Une méthodologie ajustée aux spécificités locales
Les travaux s’appuient sur une nouvelle méthode de calcul du coût de financement des usines de production d’hydrogène, prenant en compte l’environnement d’investissement local, les taux d’intérêt nationaux, ainsi que les contraintes logistiques et politiques propres à chaque pays. Contrairement aux modèles standards, qui appliquent un taux de financement uniforme entre 4% et 8%, les chercheurs estiment que le coût du capital pourrait atteindre jusqu’à 27% dans certains pays africains.
Les analyses reposent sur des hypothèses de conversion de l’hydrogène en ammoniac, puis d’exportation par voie maritime vers le port de Rotterdam à l’horizon 2030. Quatre scénarios ont été étudiés selon des combinaisons de niveaux de taux d’intérêt et de prise de risque assumée par les gouvernements européens ou les exploitants privés.
Des coûts au-dessus des références européennes
Selon les données, les coûts minimaux de production dans les pays africains varieraient entre 3,2 et 4,9 euros par kilogramme d’hydrogène vert, selon les conditions de financement et les engagements politiques.
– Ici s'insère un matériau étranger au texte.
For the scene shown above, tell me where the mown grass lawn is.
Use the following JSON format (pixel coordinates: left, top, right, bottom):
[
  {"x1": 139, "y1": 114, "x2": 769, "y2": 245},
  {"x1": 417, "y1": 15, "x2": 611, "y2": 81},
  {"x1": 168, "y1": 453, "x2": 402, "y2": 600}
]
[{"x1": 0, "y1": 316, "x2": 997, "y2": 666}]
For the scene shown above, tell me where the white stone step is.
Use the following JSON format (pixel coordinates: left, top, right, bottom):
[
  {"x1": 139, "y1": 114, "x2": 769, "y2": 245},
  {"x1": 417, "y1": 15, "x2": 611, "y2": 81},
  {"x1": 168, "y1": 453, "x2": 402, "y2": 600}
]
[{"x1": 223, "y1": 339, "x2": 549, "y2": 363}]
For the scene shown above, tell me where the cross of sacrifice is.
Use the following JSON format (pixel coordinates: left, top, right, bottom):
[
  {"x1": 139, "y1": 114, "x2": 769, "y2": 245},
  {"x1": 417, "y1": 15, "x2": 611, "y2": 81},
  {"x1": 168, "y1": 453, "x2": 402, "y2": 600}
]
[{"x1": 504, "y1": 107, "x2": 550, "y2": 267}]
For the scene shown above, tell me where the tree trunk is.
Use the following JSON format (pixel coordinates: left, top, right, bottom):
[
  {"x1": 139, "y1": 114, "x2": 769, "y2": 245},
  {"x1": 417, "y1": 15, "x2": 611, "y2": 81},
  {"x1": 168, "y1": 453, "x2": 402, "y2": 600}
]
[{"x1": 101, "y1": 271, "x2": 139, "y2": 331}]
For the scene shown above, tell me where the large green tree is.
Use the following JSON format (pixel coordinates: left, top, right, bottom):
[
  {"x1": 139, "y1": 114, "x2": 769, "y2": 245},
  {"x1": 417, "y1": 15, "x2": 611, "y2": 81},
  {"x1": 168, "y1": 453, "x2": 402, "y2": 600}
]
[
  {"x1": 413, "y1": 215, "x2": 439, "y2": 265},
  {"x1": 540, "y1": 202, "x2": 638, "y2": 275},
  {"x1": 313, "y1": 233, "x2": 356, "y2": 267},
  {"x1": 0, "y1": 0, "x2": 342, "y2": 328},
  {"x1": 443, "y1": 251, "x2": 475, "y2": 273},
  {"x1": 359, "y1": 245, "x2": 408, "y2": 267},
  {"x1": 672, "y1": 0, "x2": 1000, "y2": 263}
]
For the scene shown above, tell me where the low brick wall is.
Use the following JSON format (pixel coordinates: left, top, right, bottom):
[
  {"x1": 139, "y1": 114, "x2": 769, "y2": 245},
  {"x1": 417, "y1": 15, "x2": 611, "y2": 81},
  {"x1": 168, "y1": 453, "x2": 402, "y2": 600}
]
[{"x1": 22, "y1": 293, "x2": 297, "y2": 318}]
En comparaison, une enchère organisée en 2024 par la Banque européenne de l’hydrogène (European Hydrogen Bank) a abouti à des offres retenues inférieures à 3 euros/kg pour des projets situés en Europe.
Même dans le scénario le plus favorable, seulement 214 sites répartis entre l’Algérie, le Kenya, la Mauritanie, le Maroc, la Namibie et le Soudan pourraient atteindre le seuil de 3 euros/kg, soit 2,1% des emplacements étudiés. L’étude souligne cependant que ce chiffre ne prend en compte que les risques sécuritaires nationaux, alors que de nombreux sites potentiellement rentables se trouvent dans des régions instables.
Des conditions politiques déterminantes pour la rentabilité
Les chercheurs estiment que pour rendre ces projets viables, des garanties politiques solides sont nécessaires, notamment des accords d’achat fermes à des prix fixes et des mécanismes de couverture contre les risques de défaut de paiement. Ces mesures pourraient être soutenues par des institutions financières internationales telles que la Banque mondiale.
L’Union européenne prévoit d’importer jusqu’à 10 mégatonnes d’hydrogène vert à l’horizon 2030, avec des partenariats déjà signés avec la Namibie, l’Égypte et la Mauritanie. Toutefois, selon les auteurs du rapport, sans intervention politique substantielle, les projets africains risquent de ne pas atteindre les objectifs de compétitivité visés.